Nach der knappen VfL-Pleite gegen die Bayern
Am 12. Mai hatte der VfL Wolfsburg letztmals gegen den FC Bayern gespielt, am 33. Spieltag der Vorsaison verlor der VfL mit 0:2 in München und war noch viel chancenloser, als es das Ergebnis am Ende aussagte. Nun, ein paar Monate später, wehrten sich die Niedersachsen mit allen Kräften, brachten den Rekordmeister ins Wanken – und standen beim 2:3 am Ende dennoch mit leeren Händen da. „Das ist das Ärgerlichste“, sagte Kapitän Maximilian Arnold.
Der 30-Jährige ist zwar immer schwer enttäuscht, wenn er und seine Mannschaft als Verlierer vom Platz gehen, dieser Pleite zum Auftakt konnte er aber dennoch Positives abgewinnen. War es im Vergleich zur Vorsaison ein Schritt nach vorne? „Mehr als ein Schritt“, betont Arnold, „wesentlich mehr.“ Der neue Wolfsburger Spirit wurde vor allem nach dem Seitenwechsel sichtbar, der VfL war gegen den Favoriten plötzlich obenauf. „Dieses Spiel hat Spaß gemacht“, sagt der Kapitän, „wie die Jungs gefightet haben, das ist geil.“
Arnold glaubt an den Wolfsburger Wandel
Eine Veränderung mit Nachhaltigkeit? Das wird schon das nächste Wochenende zeigen, wenn am Samstag (15.30 Uhr, LIVE! bei kicker) nicht der Rekordmeister der Gegner ist, sondern Aufsteiger Holstein Kiel. Arnold glaubt an den Wolfsburger Wandel in dieser Sommerpause. Schon die Generalprobe beim FC Brentford (4:4) habe ihm gezeigt, dass das Team auf dem richtigen Weg sei. „Da sind wir dreimal nach einem Rückstand zurückgekommen.

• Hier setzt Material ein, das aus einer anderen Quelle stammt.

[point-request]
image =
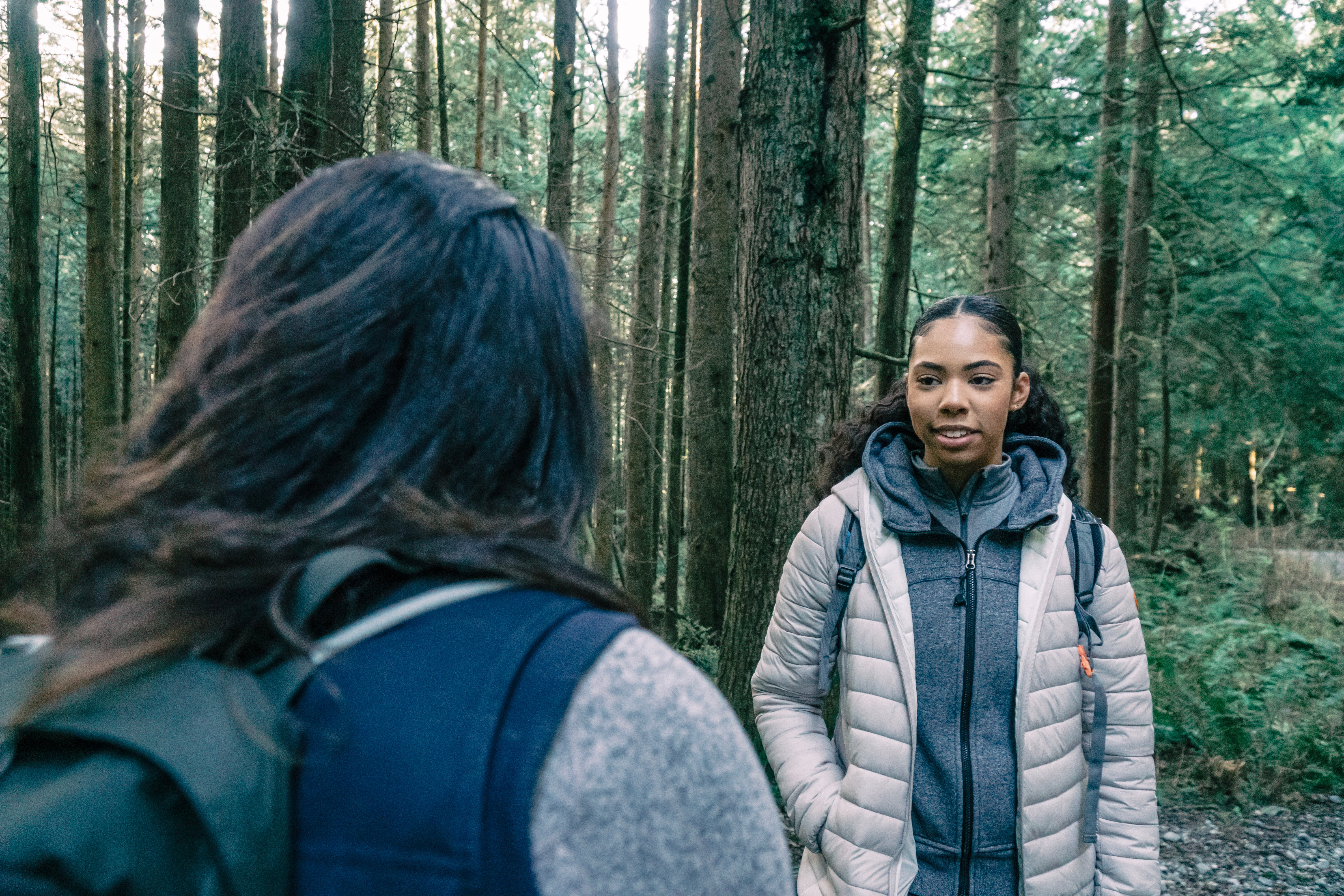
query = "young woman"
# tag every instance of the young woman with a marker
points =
(394, 359)
(959, 762)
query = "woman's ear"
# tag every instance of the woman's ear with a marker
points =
(1021, 390)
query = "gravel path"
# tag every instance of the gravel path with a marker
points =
(1269, 851)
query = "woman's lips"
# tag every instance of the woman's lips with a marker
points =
(955, 439)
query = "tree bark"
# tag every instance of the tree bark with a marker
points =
(894, 292)
(498, 92)
(179, 190)
(243, 74)
(865, 332)
(677, 402)
(1101, 381)
(666, 311)
(306, 89)
(480, 84)
(134, 211)
(274, 58)
(600, 334)
(424, 108)
(1001, 273)
(100, 345)
(560, 160)
(25, 275)
(803, 119)
(384, 111)
(443, 81)
(115, 183)
(346, 103)
(640, 526)
(1139, 205)
(1167, 481)
(709, 365)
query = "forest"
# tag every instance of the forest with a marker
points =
(759, 199)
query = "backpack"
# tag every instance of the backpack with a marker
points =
(173, 808)
(1085, 543)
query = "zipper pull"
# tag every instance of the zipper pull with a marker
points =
(962, 581)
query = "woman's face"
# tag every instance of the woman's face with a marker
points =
(960, 390)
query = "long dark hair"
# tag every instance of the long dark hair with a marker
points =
(1041, 416)
(393, 358)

Da habe ich gemerkt, dass die Jungs sich nicht hängen lassen. Egal wie es läuft, wir stellen uns den ganzen Widerständen. Wir jeder Einzelne die Fehler des anderen ausgebügelt hat, das ist das Entscheidende.“
Rot nach Tritt gegen Kane? „Das hätte mich sehr gewundert“
Mit Arnold, der als Kapitän und Kämpfer vorangeht. Im Eifer des Gefechts mit Bayerns Harry Kane sogar am Rande des Erlaubten. Nach einer Tretbewegung im Fallen gegen den Angreifer verschonte ihn Schiedsrichter Daniel Siebert jedenfalls mit einer persönlichen Strafe. Hätte er vielleicht sogar Rot sehen können? „Das hätte mich sehr gewundert“, antwortet Arnold, „Bestimmt treffe ich ihn, er hat mich runtergezogen, hat mich auch getroffen. Wenn die Schiedsrichter mehr und mehr eine solche Linie fahren, weiß man, worauf man sich als Spieler einstellen kann.“
Dass der VfL gegen die Bayern nach der Pause überhaupt noch in die Nähe eines Erfolges kam, hatte er dem einzigen Wolfsburger Neuzugang auf dem Feld zu verdanken. Mit insgesamt vier starken Paraden verhinderte Kamil Grabara einen höheren Rückstand, Arnold sagt mit einem Augenzwinkern über den 10,3-Millionen-Euro-Mann vom FC Kopenhagen: „Dafür haben wir ja auch Geld bezahlt.“ Und so ist auch Grabara trotz der Auftaktpleite ein Mutmacher für diese neue Saison. „Wenn der so weiter macht“, so der Kapitän, „werden wir noch viel Freude an ihm haben.“ Und, das ist die Hoffnung, auch Siege einfahren.